Euler discovered the remarkable quadratic formula:

n2 + n + 41

It turns out that the formula will produce 40 primes for the consecutive values n = 0 to 39. However, when n = 40, 402 + 40 + 41 = 40(40 + 1) + 41 is divisible by 41, and certainly when n = 41, 412 + 41 + 41 is clearly divisible by 41.

The incredible formula n2 − 79n + 1601 was discovered, which produces 80 primes for the consecutive values n = 0 to 79. The product of the coefficients, −79 and 1601, is −126479.

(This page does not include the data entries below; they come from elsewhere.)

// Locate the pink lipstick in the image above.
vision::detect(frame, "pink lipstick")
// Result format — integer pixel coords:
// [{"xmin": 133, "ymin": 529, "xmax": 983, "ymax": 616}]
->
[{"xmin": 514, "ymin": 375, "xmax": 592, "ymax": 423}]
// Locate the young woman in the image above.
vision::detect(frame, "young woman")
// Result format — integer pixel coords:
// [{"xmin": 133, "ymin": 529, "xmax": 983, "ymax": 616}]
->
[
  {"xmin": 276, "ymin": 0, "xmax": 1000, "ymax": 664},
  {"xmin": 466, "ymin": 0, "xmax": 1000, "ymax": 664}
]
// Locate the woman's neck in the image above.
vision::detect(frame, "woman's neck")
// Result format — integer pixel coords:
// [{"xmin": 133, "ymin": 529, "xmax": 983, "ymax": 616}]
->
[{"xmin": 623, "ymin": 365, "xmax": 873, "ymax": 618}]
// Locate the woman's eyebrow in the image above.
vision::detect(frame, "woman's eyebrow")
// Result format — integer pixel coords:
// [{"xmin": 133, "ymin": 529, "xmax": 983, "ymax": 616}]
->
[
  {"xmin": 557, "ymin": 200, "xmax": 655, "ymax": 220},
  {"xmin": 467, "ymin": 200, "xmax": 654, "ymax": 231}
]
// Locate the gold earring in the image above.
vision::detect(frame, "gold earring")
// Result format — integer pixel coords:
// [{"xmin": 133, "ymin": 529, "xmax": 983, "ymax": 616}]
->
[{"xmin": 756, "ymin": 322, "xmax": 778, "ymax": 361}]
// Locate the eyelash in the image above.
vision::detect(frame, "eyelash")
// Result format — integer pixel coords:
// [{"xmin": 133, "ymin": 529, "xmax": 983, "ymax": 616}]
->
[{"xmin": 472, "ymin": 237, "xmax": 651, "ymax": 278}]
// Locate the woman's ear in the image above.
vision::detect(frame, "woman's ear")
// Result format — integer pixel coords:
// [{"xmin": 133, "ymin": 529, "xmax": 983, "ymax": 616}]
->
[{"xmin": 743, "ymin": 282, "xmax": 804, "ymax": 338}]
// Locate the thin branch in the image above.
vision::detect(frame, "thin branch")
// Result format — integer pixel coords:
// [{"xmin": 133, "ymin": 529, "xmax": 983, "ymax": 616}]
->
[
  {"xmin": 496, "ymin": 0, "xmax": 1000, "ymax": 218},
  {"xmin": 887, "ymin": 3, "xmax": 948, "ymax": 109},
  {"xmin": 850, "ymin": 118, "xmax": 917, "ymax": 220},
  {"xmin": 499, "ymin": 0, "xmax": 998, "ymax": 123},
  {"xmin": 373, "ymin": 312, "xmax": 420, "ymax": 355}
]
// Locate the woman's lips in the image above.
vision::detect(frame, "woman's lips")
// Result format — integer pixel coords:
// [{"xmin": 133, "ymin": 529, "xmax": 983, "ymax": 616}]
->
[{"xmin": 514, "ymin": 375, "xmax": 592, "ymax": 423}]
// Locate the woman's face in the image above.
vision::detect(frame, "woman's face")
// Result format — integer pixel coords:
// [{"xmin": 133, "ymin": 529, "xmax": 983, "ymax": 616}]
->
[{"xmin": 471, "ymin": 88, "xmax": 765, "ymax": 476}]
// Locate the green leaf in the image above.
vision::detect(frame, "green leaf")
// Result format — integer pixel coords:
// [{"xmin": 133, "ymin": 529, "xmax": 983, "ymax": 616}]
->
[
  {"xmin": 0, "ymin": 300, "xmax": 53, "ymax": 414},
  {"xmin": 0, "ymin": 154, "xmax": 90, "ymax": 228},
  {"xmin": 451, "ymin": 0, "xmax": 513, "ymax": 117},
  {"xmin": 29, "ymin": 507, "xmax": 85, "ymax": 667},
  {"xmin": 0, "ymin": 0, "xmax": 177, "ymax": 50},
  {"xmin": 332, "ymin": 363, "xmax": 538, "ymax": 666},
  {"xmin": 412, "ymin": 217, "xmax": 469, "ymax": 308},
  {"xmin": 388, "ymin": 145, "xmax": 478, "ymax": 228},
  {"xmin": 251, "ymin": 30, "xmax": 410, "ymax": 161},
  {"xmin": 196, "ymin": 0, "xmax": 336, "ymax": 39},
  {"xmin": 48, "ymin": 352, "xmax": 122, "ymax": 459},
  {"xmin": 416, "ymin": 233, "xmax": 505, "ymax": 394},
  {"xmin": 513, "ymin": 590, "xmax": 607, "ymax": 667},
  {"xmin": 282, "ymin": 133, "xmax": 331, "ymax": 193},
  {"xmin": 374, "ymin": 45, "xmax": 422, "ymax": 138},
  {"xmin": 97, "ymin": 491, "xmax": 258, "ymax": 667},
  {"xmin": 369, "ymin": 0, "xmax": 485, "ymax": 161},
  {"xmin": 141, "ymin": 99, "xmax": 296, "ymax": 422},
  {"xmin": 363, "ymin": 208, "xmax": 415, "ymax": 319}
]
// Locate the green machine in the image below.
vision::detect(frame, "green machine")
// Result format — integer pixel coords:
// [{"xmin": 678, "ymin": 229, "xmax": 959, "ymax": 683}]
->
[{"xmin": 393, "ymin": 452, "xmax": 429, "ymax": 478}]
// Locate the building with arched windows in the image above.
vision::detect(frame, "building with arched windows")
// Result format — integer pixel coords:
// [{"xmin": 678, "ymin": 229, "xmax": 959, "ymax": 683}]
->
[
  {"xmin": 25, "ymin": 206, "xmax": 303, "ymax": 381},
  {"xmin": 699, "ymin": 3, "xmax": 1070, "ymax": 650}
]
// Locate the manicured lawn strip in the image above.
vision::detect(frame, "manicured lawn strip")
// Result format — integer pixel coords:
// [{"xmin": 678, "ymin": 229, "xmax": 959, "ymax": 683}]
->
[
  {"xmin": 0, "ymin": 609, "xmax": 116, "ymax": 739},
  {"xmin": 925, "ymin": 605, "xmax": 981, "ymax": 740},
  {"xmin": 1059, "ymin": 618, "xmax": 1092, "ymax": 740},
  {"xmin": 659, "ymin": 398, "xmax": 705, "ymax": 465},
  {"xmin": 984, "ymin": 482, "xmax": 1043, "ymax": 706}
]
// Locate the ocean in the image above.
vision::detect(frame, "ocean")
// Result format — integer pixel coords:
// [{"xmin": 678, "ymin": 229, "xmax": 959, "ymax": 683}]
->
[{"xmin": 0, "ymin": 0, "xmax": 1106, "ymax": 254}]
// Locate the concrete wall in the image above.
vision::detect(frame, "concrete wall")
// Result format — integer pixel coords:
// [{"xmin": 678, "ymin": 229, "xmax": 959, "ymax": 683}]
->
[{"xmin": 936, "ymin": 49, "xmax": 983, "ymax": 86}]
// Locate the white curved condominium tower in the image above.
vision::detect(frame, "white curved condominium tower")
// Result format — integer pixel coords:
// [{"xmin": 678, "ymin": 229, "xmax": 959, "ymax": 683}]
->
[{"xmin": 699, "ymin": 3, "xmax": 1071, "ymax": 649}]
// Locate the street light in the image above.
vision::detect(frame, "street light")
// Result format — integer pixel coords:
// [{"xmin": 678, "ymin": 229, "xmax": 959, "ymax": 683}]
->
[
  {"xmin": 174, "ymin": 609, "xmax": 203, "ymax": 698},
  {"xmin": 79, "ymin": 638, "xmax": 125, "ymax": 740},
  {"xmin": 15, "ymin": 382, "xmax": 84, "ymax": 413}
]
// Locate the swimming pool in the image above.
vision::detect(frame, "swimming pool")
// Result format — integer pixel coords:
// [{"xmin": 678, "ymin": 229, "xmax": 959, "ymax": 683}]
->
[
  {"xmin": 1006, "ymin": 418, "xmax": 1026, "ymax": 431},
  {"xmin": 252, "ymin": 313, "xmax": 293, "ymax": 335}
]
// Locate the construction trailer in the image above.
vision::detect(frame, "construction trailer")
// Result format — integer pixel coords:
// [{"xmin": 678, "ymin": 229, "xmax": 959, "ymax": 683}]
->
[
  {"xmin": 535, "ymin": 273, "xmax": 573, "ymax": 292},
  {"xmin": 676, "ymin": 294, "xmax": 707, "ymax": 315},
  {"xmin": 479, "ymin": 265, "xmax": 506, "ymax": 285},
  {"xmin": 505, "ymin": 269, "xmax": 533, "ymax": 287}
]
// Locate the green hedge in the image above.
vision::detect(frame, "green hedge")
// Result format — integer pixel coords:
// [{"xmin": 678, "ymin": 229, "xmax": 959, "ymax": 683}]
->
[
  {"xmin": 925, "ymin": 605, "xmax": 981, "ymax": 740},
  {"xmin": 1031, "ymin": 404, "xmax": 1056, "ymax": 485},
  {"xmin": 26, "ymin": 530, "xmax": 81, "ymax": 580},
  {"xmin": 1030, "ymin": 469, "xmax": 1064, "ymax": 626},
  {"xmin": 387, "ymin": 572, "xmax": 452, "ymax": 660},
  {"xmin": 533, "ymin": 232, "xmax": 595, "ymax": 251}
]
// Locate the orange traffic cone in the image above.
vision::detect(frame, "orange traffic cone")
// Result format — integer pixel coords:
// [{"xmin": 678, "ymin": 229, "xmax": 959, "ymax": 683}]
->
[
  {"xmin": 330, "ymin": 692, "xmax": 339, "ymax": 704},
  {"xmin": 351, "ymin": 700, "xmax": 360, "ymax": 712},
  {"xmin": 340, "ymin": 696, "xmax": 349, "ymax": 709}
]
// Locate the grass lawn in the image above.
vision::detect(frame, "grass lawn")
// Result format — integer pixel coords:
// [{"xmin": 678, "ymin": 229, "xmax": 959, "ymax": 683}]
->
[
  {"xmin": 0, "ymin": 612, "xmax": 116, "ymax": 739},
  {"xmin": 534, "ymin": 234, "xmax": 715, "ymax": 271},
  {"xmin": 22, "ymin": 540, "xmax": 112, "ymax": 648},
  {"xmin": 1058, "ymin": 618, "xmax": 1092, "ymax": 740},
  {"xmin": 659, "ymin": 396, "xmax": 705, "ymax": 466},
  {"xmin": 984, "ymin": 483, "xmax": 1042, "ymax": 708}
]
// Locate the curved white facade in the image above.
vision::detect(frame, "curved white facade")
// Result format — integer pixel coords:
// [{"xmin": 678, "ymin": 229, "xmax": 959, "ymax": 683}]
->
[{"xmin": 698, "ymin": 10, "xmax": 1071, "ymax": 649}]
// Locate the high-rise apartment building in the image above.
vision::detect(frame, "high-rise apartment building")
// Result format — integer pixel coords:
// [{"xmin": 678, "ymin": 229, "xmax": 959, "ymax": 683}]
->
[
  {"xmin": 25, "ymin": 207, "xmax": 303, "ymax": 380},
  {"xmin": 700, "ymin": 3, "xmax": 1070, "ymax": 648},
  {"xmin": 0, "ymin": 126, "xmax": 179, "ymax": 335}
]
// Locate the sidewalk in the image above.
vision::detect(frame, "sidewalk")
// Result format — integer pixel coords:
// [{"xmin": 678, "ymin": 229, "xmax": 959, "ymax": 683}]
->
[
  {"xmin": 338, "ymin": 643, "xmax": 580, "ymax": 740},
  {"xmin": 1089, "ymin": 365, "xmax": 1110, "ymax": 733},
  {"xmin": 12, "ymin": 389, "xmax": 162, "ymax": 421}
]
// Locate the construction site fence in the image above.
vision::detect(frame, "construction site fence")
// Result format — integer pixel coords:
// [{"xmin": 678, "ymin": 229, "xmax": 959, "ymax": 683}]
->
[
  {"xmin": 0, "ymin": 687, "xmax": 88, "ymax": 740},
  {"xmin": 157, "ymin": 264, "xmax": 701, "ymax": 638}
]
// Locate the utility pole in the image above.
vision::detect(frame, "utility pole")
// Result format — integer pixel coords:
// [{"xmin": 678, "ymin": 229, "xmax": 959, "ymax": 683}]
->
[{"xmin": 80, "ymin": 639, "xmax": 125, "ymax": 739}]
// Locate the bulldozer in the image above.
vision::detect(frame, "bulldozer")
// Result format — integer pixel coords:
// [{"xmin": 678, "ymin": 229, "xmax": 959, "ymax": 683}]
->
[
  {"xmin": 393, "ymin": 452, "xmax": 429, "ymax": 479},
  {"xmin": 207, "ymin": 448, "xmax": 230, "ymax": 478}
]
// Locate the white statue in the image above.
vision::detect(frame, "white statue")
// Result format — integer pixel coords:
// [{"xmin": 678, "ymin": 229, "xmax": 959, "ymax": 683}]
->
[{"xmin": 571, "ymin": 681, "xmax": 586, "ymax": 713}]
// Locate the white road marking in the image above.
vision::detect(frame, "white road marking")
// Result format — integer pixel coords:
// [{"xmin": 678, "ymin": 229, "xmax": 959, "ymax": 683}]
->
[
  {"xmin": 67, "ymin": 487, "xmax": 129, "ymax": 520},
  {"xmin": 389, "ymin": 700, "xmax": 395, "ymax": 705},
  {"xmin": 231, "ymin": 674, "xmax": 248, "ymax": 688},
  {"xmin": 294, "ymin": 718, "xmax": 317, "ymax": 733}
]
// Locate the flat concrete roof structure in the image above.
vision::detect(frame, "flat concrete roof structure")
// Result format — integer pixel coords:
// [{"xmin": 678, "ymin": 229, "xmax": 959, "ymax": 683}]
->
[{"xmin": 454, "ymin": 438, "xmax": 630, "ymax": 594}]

Considering quadratics of the form:

  • n2 + an + b, where |a| < 1000 and |b| < 1000

  • where |n| is the modulus/absolute value of n
    e.g. |11| = 11 and |−4| = 4

Find the product of the coefficients, a and b, for the quadratic expression that produces the maximum number of primes for consecutive values of n, starting with n = 0.


二次“素数生成”多项式

欧拉发现了这个著名的二次多项式:

n2 + n + 41

对于连续的整数n从0到39,这个二次多项式生成了40个素数。然而,当n = 40时,402 + 40 + 41 = 40(40 + 1) + 41能够被41整除,同时显然当n = 41时,412 + 41 + 41也能被41整除。

随后,另一个神奇的多项式n2 − 79n + 1601被发现了,对于连续的整数n从0到79,它生成了80个素数。这个多项式的系数-79和1601的乘积为-126479。

考虑以下形式的二次多项式:

  • n2 + an + b, 满足|a| < 1000且|b| < 1000

  • 其中|n|指n的模或绝对值
    例如|11| = 11以及|−4| = 4

这其中存在某个二次多项式能够对从0开始尽可能多的连续整数n都生成素数,求其系数a和b的乘积。